BjornP wrote: Your tribe is who you feel loyalty and kinship to, who you feel beholden to sacrifice for - besides yourself and your own family. If that's Canadian, your tribe's Canadian. Ethnic identities on this side of the Atlantic and on your side of the Atlantic are different for obvious historical-cultural reasons, but you're as human as everyone else, and so as much a social animal as anyone else. Tribe is community, loyalty, kinship, an alliance of families. If those are sentiments you direct at being Canadian, then it should be obvious what tribe you are. Canadian is more of a tribal federation, technically, but as long as you have a shared identity that isn't simply judicial, what you have is a tribe.
You are not Spanish unless the Spanish of Spain consider you Spanish, not German unless Germans of Germany consider you German. You are Canadian with a Spanish, German, and Swiss ancestry. A Canadian or American with Danish ancestors, may count as "ethnically Danish" to other Americans or Canadian, but only to them, and not to Danes, just like your "Irish" North Americans are not Irish and your Poles not Poles. Not unless they keep alive their culture, language, customs and traditions. If not, they are simply Canadian or American. When they no longer live the life of their old culture, they are no longer part of the old culture. They're just the descendents of former members of tribesmembers. Who they are instead...? Not my business to figure out.
So Canadian it is...
But Canada is anything but a tribe from a kinship point of view.
Canada is among the most multiethnic collection of people under the banner of a state that there is.

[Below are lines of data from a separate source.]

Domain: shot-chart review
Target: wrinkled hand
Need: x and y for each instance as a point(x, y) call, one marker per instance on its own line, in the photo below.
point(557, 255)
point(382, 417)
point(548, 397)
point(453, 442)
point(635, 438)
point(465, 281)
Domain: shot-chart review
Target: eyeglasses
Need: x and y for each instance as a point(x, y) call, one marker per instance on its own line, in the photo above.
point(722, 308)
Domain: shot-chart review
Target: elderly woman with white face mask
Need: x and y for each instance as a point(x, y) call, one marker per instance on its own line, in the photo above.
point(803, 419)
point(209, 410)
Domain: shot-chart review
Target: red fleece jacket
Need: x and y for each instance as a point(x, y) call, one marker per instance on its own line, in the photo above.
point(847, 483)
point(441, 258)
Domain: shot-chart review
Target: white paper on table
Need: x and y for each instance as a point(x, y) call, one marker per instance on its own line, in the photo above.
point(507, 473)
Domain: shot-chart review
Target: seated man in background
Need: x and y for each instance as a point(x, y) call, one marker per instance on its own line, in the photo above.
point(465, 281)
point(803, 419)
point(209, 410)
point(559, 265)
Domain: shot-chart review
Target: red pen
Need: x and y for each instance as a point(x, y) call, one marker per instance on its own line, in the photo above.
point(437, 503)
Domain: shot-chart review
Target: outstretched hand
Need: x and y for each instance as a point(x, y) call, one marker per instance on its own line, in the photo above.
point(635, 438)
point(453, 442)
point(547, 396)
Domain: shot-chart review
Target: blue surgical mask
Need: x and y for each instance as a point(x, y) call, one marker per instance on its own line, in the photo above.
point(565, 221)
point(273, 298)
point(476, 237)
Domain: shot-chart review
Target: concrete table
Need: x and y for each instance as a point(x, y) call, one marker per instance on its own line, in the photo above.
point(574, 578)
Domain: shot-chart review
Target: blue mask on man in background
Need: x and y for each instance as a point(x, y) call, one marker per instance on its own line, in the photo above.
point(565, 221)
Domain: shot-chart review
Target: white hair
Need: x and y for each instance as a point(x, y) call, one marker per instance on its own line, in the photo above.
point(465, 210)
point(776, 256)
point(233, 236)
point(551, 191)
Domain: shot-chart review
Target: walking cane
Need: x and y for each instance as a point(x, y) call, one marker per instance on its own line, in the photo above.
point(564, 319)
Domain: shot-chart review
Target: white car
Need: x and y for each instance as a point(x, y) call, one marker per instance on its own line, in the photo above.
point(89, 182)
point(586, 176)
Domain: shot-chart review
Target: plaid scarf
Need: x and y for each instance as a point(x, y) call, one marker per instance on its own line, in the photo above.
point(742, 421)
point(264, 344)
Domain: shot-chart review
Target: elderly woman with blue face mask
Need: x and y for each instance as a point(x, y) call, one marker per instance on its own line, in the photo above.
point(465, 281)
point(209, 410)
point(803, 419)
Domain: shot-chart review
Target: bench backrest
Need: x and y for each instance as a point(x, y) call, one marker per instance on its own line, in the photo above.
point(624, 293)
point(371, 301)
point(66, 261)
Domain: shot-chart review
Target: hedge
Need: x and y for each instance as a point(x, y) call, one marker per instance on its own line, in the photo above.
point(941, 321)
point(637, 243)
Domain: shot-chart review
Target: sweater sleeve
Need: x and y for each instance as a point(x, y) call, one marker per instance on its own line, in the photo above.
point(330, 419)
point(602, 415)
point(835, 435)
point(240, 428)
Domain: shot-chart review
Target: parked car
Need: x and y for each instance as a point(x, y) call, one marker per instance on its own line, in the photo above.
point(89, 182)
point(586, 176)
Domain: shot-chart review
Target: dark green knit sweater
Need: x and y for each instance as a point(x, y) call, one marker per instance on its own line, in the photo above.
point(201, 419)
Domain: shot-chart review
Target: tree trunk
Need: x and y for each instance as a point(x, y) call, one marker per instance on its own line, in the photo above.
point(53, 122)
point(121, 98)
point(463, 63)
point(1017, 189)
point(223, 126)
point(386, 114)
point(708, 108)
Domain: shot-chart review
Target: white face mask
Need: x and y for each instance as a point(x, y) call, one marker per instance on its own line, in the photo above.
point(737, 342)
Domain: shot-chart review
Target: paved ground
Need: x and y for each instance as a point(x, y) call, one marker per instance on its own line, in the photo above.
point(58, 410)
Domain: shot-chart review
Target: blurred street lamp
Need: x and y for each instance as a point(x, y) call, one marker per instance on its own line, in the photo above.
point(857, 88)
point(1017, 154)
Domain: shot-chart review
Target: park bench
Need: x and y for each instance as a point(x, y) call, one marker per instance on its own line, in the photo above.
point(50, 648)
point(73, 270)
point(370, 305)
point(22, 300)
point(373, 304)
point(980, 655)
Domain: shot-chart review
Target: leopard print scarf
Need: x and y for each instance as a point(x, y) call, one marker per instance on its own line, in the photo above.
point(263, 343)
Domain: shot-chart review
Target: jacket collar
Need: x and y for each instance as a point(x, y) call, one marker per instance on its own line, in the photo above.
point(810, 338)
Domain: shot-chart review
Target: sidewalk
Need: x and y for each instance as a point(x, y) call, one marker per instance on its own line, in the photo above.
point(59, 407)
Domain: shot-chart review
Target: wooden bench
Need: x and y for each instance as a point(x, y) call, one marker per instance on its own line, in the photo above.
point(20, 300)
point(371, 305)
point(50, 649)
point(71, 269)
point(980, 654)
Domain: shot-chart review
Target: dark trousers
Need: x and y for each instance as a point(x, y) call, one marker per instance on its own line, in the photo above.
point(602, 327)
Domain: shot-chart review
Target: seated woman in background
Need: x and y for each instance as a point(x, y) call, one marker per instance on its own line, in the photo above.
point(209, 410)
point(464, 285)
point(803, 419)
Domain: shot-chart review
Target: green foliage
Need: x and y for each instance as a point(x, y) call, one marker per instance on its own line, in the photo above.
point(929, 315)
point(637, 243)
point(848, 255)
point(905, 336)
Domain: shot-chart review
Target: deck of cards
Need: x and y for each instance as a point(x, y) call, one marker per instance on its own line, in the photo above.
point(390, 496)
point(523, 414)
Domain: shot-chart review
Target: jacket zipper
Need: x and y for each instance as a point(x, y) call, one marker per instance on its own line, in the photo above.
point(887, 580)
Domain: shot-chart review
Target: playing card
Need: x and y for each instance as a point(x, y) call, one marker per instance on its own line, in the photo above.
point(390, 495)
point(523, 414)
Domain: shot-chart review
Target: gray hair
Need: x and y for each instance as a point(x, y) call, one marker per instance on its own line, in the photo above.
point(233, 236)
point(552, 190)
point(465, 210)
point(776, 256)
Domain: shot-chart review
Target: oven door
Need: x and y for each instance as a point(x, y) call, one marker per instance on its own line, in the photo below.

Canada has been officially defined as multicultural since the 60s under Pierre Elliot Trudeau.
And yet this is what I identify most with...
This is a supertribe that includes Italian Canadians, Asian Canadians, Muslim Canadians, Indiginous Canadians...
And I am comfortable interacting with all of these groups. I have them in my workplace and in my friendgroup.
But as I have mentioned in other threads... my friends all relate as Canadians...
None of the groups I interact with speak patois or with a strong accent of any kind... except for the odd Aussi or Brit...
I have noticed some of these friends "code-switch" when interacting with their families and I always find that interesting...
My family spoke "Canadian" except when we were interacting with family from abroad.